Enhancing Breast Cancer Surgery Outcome Prediction Using SHAP-Interpreted XGBoost Model
Overview
A machine learning model using perioperative data was developed to predict adverse postoperative outcomes in breast cancer surgery patients. The XGBoost algorithm demonstrated superior predictive performance, with SHAP analysis identifying systemic immune-inflammation index, prognostic nutritional index, and age as key predictive factors.
Background
Breast cancer remains a leading malignancy among women, with surgery as the primary treatment modality. Despite standardized surgical and adjuvant therapies, patients face significant risks of recurrence and metastasis, which adversely affect prognosis. Traditional statistical methods have limited sensitivity and specificity in predicting individual postoperative outcomes. Machine learning offers enhanced predictive capabilities but is often hindered by interpretability challenges.

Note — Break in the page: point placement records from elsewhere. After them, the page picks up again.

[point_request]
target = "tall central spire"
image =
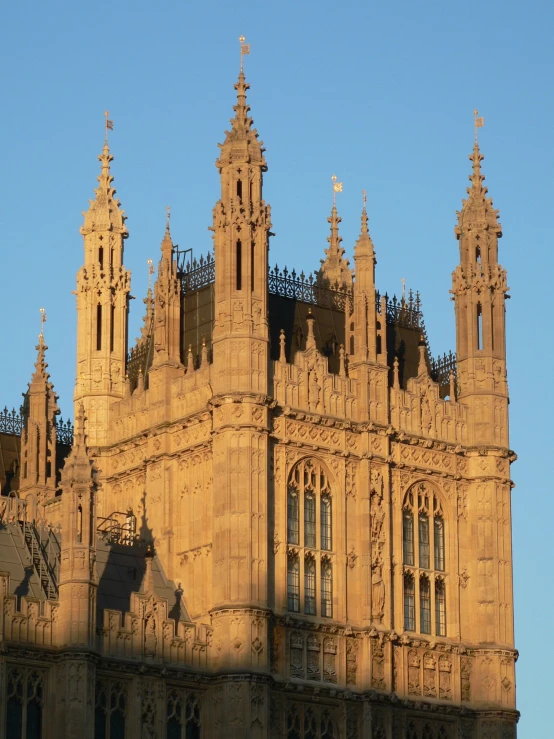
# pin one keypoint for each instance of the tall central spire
(241, 141)
(335, 270)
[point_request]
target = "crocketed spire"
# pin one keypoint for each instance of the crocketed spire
(104, 213)
(477, 210)
(78, 468)
(334, 268)
(241, 141)
(364, 244)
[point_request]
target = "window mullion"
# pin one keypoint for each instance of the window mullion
(432, 586)
(318, 586)
(417, 603)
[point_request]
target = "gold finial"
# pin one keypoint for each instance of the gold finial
(42, 322)
(478, 123)
(244, 49)
(108, 126)
(337, 187)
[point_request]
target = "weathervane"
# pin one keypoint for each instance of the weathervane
(244, 49)
(42, 322)
(108, 126)
(337, 187)
(478, 122)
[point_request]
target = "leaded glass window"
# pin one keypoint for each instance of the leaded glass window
(183, 715)
(293, 584)
(310, 539)
(409, 603)
(293, 536)
(439, 543)
(425, 605)
(309, 519)
(326, 522)
(424, 541)
(424, 552)
(110, 709)
(408, 537)
(24, 703)
(326, 589)
(440, 608)
(309, 585)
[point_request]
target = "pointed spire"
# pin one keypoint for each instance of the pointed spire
(477, 210)
(422, 364)
(104, 213)
(241, 141)
(364, 245)
(310, 340)
(335, 269)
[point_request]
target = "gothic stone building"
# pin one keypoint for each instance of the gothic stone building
(277, 517)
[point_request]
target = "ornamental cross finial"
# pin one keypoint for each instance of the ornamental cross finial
(478, 123)
(337, 187)
(108, 126)
(244, 49)
(42, 322)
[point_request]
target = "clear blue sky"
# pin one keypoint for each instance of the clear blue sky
(382, 94)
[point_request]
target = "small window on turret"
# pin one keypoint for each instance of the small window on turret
(98, 328)
(239, 265)
(479, 326)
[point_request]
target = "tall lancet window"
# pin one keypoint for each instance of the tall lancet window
(425, 561)
(293, 582)
(310, 539)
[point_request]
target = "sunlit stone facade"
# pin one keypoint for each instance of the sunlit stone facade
(280, 517)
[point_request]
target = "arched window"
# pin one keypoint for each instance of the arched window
(183, 715)
(310, 530)
(326, 522)
(110, 709)
(292, 517)
(440, 607)
(326, 588)
(425, 605)
(293, 583)
(309, 519)
(408, 537)
(305, 721)
(24, 705)
(309, 584)
(424, 553)
(409, 602)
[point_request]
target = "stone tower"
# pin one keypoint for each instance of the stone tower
(240, 369)
(38, 442)
(287, 519)
(103, 286)
(479, 288)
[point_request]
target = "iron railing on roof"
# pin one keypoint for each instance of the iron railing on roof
(403, 312)
(12, 422)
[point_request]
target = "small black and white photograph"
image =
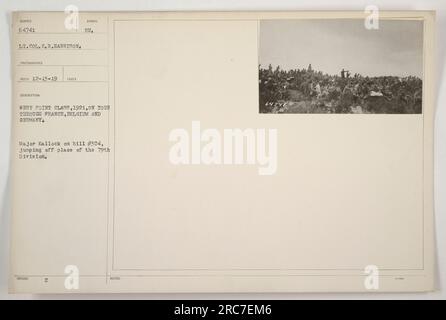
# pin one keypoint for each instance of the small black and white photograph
(340, 66)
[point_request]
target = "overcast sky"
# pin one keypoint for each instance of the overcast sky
(396, 48)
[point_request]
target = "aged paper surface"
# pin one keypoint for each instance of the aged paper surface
(107, 197)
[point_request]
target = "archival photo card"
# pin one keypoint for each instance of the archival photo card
(340, 66)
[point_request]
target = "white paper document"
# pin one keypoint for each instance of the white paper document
(222, 152)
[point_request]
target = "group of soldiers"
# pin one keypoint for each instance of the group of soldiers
(341, 93)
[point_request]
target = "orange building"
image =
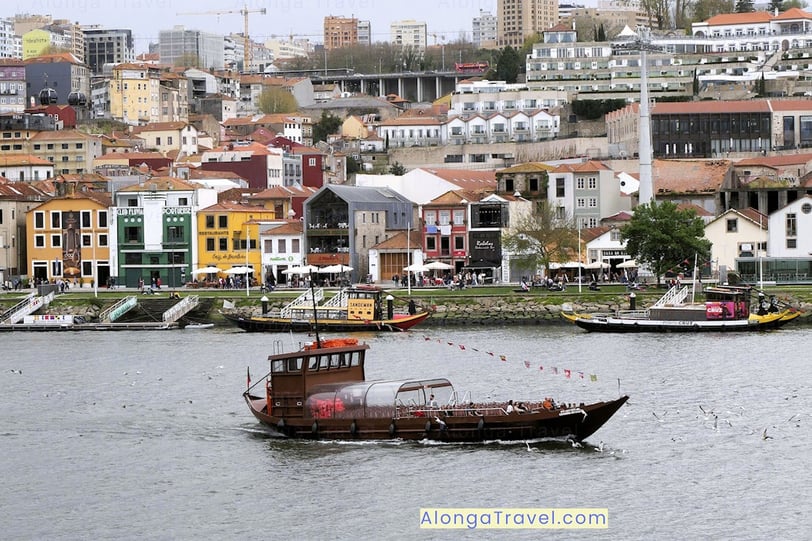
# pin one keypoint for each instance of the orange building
(67, 239)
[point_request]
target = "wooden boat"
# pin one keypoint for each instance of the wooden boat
(726, 309)
(357, 308)
(320, 392)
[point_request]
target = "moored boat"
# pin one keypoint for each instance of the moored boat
(320, 392)
(357, 308)
(726, 309)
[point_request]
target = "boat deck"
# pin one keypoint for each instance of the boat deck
(134, 326)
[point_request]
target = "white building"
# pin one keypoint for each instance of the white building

The SHAP method provides a solution by elucidating feature contributions, enabling clinical interpretability of complex models.
Data Highlights
Model
Internal Validation AUC
External Validation AUC
External Validation Specificity
External Validation F1 Score
XGBoost
0.840
0.780
0.881
0.514
Random Forest
Not specified
Lower than XGBoost
Lower than 0.881
Lower than 0.514
Gradient Boosting Machine
Not specified
Lower than XGBoost
Lower than 0.881
Lower than 0.514
Support Vector Machine
Not specified
Lower than XGBoost
Lower than 0.881
Lower than 0.514
Logistic Regression
Not specified
Lower than XGBoost
Lower than 0.881
Lower than 0.514
Key Findings
The XGBoost model achieved the highest predictive accuracy for adverse postoperative outcomes with an internal validation AUC of 0.840 and external validation AUC of 0.780.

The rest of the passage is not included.